三菱商事、三井物産が抱えるロシア政策変更と米国の制裁リスク

 アーク2への出資が最終調整段階に入ってもなお、三菱商事、三井物産には不安の色濃い状態だ。このプロジェクトを完遂させるまでには二つの大きな政治的リスクが潜んでいるからだ。

 一つはロシア政府による政策変更リスクである。ノバテクが手掛けるアーク2を含む北極圏LNGプロジェクトは、ロシア政府の補助金や免税措置によって“げた“を履かされて成り立っている。

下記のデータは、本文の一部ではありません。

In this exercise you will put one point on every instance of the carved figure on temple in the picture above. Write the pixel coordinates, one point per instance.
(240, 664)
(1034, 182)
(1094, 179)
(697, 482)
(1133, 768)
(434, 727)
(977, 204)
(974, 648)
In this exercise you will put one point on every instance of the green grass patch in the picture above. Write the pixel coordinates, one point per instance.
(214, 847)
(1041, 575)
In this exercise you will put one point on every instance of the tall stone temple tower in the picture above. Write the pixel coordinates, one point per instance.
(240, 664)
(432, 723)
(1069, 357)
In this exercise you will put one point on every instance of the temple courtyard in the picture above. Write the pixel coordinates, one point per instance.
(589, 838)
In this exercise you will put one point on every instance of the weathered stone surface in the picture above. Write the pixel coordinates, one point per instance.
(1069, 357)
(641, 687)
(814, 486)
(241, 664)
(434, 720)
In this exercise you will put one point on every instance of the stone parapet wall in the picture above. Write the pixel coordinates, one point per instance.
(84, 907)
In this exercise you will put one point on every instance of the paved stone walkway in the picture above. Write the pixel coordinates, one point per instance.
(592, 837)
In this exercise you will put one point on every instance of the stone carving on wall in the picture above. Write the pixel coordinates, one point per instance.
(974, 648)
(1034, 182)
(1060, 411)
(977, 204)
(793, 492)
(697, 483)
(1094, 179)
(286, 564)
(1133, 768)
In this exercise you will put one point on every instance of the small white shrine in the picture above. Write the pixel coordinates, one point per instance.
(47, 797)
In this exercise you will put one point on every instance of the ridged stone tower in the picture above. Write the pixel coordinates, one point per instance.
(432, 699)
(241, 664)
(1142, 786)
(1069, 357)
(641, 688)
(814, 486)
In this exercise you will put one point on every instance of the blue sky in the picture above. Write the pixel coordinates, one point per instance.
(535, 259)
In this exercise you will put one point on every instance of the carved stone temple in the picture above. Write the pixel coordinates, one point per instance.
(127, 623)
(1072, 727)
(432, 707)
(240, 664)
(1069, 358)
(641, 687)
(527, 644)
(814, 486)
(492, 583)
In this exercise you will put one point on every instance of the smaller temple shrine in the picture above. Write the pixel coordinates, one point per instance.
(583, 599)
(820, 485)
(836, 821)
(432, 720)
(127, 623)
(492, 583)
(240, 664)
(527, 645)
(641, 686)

「アーク2のコストは安い。ただ、それはプーチン大統領による優遇措置があってこそ」とあるLNG業界関係者は言う。「プーチンの後はプーチンとも言われるが、それが永遠に続くわけではない」。

 プーチン大統領が失脚すれば、アーク2への優遇措置が撤廃される可能性がある。その途端に採算が合わなくなるのは、「火を見るよりも明らか」(別の業界関係者)というわけだ。

 もう一つのリスクは、米国政府による制裁だ。ロシアがウクライナのクリミア半島を併合して以降、米国は一部のロシア企業に対して経済制裁を科している。安全保障を名目に北極圏LNGのプロジェクトを経済制裁の対象にする可能性も否定できない。

 実際に石油メジャーの米エクソン・モービルがロシア国営石油大手のロスネフチと取引して、制裁に違反したとして約2億2300万円の罰金を支払うよう命じたられた前例もある。

 LNGプロジェクトは、数十年にわたって投資を回収する息の長い事業だ。 “Long Negotiation Game”ともやゆされるほど難しいビジネスである。三菱商事と三井物産はリスクを背負って、長い、長いゲームを始める。